Mis paisanos son fieles a su código ético recibido en la
infancia y adultez. Código ético de chascarrillo y picaresca, de viga en el
propio y paja en el ajeno, de chiste de la gracia y la desgracia, de adhesión a
los refranes y de facilidad para repetir consignas como si fueran salmos.
El español suele ser fanfarrón y ruidoso en sus
demostraciones, hace falta que se le oiga bien fuerte, que se entienda lo que
es o lo que deja ser. Demostración en la palabra y en lo externo, que los tribunales
de la Limpieza de Sangre les han dejado en la memoria remota cómo comportarse
para aclarar que no se es ni judío ni moro. No vaya a ser que el vecino
denuncie.
La envidia es uno de sus defectos. La envidia mala, la
rancia, la negra, la que descalifica y delata, la que exagera y miente, la
que divide, la que no quiere entender ni conocer al envidiado. De aquí nos
vinieron muchos males, y nos seguirán viniendo.

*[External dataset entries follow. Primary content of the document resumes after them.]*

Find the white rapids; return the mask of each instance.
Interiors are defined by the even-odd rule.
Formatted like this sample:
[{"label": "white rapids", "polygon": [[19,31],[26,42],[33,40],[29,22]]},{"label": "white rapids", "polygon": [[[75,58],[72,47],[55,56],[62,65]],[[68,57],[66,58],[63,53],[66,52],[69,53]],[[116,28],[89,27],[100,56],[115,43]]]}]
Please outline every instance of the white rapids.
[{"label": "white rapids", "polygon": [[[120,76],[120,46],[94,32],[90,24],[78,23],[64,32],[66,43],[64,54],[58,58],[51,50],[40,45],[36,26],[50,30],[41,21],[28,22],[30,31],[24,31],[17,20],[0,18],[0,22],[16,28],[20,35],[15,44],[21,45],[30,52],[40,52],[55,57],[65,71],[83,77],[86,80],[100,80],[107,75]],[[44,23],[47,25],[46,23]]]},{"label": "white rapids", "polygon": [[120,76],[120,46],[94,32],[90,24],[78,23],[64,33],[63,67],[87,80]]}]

Mis paisanos son vehementes, para lo bueno y lo malo, que no
considero yo ello un defecto o una virtud en sí. Pero cuando esta vehemencia de
palabra y de gestos se adereza con salmos, refranes o consignas, se vuelve el
español violento: blanco o negro, conmigo o contra mí, amigo o enemigo, nada le
hace razonar y no busca un diálogo intelectual al opinar sobre el aborto, los
toros, el fútbol, las fosas de la guerra civil o la política.
Y entonces la vehemencia convertida en violencia verbal se
convierte en discurso y, a lo peor, en agresión.
Para mis paisanos que gustan de la mesura, en momentos así
les ha quedado el exilio intelectual en forma de presencia silenciosa o bien el
exilio físico con la nostalgia añadida de la luz, de los paisanos y de la comida.
Léase la vida y exilio de don Gregorio Marañón.
Véase la puerta del Angel en Madrid, con sus heridas de guerra.